MIT Builds Cyber Security System That Can Detect 85% of Cyber Attacks…Really?

A couple of weeks ago, I visited a city that I haven’t been to for a while. At a restaurant, I uncharacteristically decided to pay with my Visa card. However, when I input my PIN number into the card terminal, my transaction was refused. Of course, there ensued that somewhat embarrassing moment where I explained to the waitress that I had plenty of funds in my account and that there must be some other problem, but the transaction continued to be rejected. That’s when I realized that I had become… An Outlier.

Like many systems that have to deal with enormous amounts of data, Visa uses algorithms to detect unusual use of its cards. Each user generates a behavior pattern and if variations in this pattern occur that are beyond certain limits, the person using the card becomes an outlier; a possible criminal.
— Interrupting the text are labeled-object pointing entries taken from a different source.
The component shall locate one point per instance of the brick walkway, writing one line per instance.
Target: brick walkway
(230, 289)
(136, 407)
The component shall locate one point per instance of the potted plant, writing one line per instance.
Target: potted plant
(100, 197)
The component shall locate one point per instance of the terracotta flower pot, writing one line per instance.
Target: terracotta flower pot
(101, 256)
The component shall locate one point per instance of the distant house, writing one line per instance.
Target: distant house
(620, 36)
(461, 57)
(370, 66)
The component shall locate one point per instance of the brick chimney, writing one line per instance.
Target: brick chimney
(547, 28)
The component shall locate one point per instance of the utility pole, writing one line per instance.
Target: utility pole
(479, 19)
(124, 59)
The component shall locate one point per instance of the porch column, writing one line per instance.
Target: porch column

Over the past few years, Visa’s algorithms have become more sensitive to variations in user behavior. Now, I realize that if I want to use my card in this city, I’ll have to call my bank or Visa and tell them I will be there. They will then reset the parameters. Yes, I’m glad they are erring on the side of caution, but it is still troublesome. The SMS verification code that some retailers are using will just make things even more complicated. And all of this because hackers have been able to outmaneuver every security defense put in their way.

However, this situation may change if companies begin to implement a new security system based on the work of MIT researchers. The claim, made in their paper, AI2 : Training a big data machine to defend, is that their security architecture can detect 85% of all cyber attacks while reducing the number of false positives (attacks that are not really attacks) by five times. So, how did they do it?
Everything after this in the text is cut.